By Dhruv Patel, CEO, The Nisai Virtual Academy

The Schools Bill, announced this morning in the Queen’s Speech, promises that every child will get the education they deserve and that there is vision, ethos and strategic direction in our education system.

 

We know, having provided online and blended learning to hard to reach and hard to teach learners for 25 years, how important that it is that the Government gets this right.

 

It is key that the Government makes good on their promise that if a child falls behind in English or Maths, as has now been laid out in this new legislation, that they will get the support they need to get them back on track. Whatever that takes.  After all, 19% of children have SEN at the age of 10 which means that they will need the help the Government is promising more than ever as they will not be able to achieve the Government’s targets as easily as a neurotypical child.  Instead, they will need to be given extra provision to help them access the curriculum and this will unfortunately need the Government to make good on another of their promises – reformation of funding.

 

Currently, there are 1,083,100 children in the UK with SEN, 430,697 of which have EHCP’s.
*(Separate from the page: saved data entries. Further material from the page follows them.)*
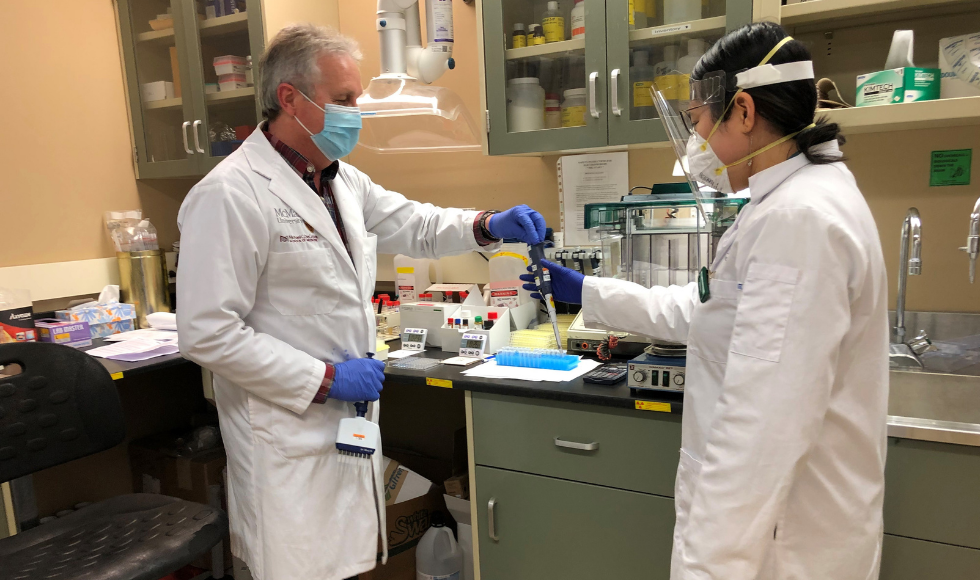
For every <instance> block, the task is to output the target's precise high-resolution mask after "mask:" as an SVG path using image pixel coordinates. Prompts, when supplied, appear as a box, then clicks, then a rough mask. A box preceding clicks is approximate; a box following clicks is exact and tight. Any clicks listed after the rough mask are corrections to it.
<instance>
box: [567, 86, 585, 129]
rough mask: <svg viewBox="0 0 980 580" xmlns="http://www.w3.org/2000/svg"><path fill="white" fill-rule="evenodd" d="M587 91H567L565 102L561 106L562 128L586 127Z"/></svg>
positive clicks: (567, 90) (579, 90) (573, 90)
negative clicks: (581, 126) (585, 114)
mask: <svg viewBox="0 0 980 580" xmlns="http://www.w3.org/2000/svg"><path fill="white" fill-rule="evenodd" d="M585 94H586V89H568V90H567V91H565V101H564V102H562V104H561V126H562V127H581V126H583V125H585V123H586V121H585V109H586V108H587V103H586V102H585V99H586V96H585Z"/></svg>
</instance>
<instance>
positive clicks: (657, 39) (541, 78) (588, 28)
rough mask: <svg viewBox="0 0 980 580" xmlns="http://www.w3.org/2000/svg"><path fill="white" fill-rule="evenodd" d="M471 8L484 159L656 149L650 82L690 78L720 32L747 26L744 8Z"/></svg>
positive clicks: (577, 3) (553, 2) (748, 6)
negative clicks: (486, 124)
mask: <svg viewBox="0 0 980 580" xmlns="http://www.w3.org/2000/svg"><path fill="white" fill-rule="evenodd" d="M479 9H480V11H481V17H482V26H483V51H484V55H483V56H484V66H485V78H484V87H485V99H486V111H485V120H486V122H487V124H488V127H487V128H488V131H487V144H488V150H489V153H490V154H491V155H506V154H526V153H545V152H560V151H568V150H575V149H587V148H599V147H606V146H610V145H632V144H639V143H651V142H658V141H663V140H665V138H666V135H665V132H664V130H663V127H662V125H661V124H660V121H659V120H658V119H657V111H656V109H655V108H654V106H653V99H652V96H651V93H650V88H651V86H652V85H653V83H654V81H655V80H656V78H657V77H661V76H665V75H687V74H690V72H691V70H692V69H693V68H694V64H695V63H696V62H697V60H698V58H700V56H701V54H703V53H704V50H706V49H707V47H709V46H710V45H711V43H713V42H715V41H716V40H717V39H718V38H720V37H721V36H722V35H723V34H724V33H725V30H726V29H732V28H736V27H738V26H741V25H743V24H746V23H748V22H750V21H751V20H752V0H727V2H726V0H559V1H558V2H554V1H552V2H549V1H548V0H530V1H529V0H483V2H482V6H480V7H479ZM677 98H678V99H681V98H682V96H681V95H678V96H677Z"/></svg>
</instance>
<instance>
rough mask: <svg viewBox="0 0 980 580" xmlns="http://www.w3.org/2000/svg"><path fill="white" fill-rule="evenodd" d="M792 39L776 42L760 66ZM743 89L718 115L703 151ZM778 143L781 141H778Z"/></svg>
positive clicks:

As each child with SEN but without an EHCP is designated £6,000 a year by the Government, over £3.9bn of basic funding is needed to ensure that all children have access to the promised Government provision.  In addition, as one EHCP would cost a bare minimum of £20,000 a year (assuming that all is needed is just one-to-one teacher provision which we all know is usually not all that’s been set out as necessary), this would imply that the number of EHCP’s currently in place would cost the Government at least £8.6bn.  A total of at least £12.5bn.

 

However, the reality is that as SEN funding is “not a separate formula”, local authorities only allocate an average of 11.2% of their funding to SEN which translates to a short fall of at least £1.4bn. This is not good enough.

 

The Government has the opportunity to fix this.  They have the opportunity to reform funding properly, not just tinker around the edges.

 

The need to make SEN a separate budget line, allowing schools to provide all children with the opportunity to stay on track with their education. Young people with SEN would then be able to get the provision they really need.

 

Let’s hope they take this fresh opportunity of a new Parliamentary session to take it.